One advantage of the Nets finally moving their practice facility from New Jersey to the HSSTC is that the players are now actually living in Brooklyn.
Players usually spend more time at the practice facility than in the actual arena, so they tend to want to live closer to the practice facility. So in prior years, they would live outside Brooklyn and spend their time in New Jersey, only traveling to Brooklyn to play games. With the HSSTC up and running, they've now made the migration. 12 of the 15 players with guaranteed contracts are living in Brooklyn, where only 1 of them did last year.
The NYTimes has an article on it with lots of interesting tidbits.
http://www.nytimes.com/2016/10/12/sports/basketball/nets-pro-athletes-live-in-brooklyn.htmlApparently, despite having played in many cities around the league and around the world, Scola says this is the first time in his life that he's ever lived in a big city (he used to just live in either small cities or the suburbs of bigger cities). Just one week of hunting for parking spots in NYC convinced him to sell his minivan.

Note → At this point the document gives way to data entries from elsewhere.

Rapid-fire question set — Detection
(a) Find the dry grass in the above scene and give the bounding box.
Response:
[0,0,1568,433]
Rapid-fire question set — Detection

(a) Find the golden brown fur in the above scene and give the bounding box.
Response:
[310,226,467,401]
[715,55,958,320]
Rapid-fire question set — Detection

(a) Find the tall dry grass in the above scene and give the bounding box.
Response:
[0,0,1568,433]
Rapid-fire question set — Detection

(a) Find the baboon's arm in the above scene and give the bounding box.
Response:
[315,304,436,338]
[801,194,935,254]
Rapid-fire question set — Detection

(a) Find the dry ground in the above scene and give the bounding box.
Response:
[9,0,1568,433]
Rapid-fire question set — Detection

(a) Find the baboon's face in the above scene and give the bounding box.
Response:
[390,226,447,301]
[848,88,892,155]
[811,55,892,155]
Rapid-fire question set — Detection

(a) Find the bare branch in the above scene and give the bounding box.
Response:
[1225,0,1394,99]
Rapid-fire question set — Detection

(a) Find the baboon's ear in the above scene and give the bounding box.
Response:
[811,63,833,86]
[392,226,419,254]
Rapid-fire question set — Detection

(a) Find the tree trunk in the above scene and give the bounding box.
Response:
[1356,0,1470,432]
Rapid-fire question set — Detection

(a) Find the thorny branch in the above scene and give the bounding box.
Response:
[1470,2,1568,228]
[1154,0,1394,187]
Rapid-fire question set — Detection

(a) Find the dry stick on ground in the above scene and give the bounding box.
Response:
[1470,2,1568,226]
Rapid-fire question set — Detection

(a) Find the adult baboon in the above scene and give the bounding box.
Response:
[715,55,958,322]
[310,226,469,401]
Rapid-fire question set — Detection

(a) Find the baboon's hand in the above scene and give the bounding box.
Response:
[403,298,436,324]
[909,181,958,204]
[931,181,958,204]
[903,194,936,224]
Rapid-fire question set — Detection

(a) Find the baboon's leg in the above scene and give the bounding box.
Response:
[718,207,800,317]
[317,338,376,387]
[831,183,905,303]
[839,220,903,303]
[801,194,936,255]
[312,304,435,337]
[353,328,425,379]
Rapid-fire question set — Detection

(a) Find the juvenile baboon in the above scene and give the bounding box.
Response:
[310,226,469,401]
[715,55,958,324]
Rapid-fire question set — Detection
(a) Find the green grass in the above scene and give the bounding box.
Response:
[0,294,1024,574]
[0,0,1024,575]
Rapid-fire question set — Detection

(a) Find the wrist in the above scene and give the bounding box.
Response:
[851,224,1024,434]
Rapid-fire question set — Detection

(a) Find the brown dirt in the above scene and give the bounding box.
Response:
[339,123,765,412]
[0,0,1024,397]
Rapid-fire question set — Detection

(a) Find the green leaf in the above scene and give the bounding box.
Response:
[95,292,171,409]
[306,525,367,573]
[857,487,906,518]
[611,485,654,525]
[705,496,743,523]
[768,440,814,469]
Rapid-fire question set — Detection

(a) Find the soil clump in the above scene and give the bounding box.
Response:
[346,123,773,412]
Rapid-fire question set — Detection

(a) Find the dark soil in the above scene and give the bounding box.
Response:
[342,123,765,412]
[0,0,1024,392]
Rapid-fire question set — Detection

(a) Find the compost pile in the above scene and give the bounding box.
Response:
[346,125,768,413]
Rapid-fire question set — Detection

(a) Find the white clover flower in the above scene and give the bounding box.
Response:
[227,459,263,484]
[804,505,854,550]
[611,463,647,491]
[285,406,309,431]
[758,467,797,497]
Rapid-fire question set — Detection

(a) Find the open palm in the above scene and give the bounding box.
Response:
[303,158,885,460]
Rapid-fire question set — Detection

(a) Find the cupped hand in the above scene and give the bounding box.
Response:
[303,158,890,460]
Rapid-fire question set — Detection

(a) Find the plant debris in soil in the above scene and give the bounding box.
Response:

McCullough made apartment hunting his special project after every practice in the summer, poring over online listings himself and visiting each place with his uncle, without the help of a broker because he didn't want to pay a fee. Spending 4 months and looking at over 40 apartments. This was the response by Joe Harris

:
“He looked at how many?” Joe Harris said. “Good God. I would’ve given up.”
Booker is still suffering from sticker shock. There's a huge difference between Utah real estate prices and NYC.
Sean Kilpatrick is one of the few not in Brooklyn. He opted to commute 40 miles to work, so that he could live in White Plains, overlooking his old middle school and stopping by to eat mom's cooking at night. He has to leave at 6:30am to get to a 9:20am morning shootaround. Because of the commute time, that 40-mile commute means he's not able to travel home and back for evening games, during the allotted that the coaching staff gives players to go home for a pre-game nap. He has a standing offer from Jeremy Lin to use the guest bedroom at JLin's place for those naps. I guess Jeremy's paying it forward, except he's doing it with a guest bedroom for his teammates which should be more comfortable than Landry Field's couch

Several of the Nets moved into a cluster of high-rise buildings in downtown Brooklyn, so they'll all be near each other.
Quite a change from last year, when only 1 player lived in Brooklyn. The new HSSTC has already helped the culture change by relocating the players.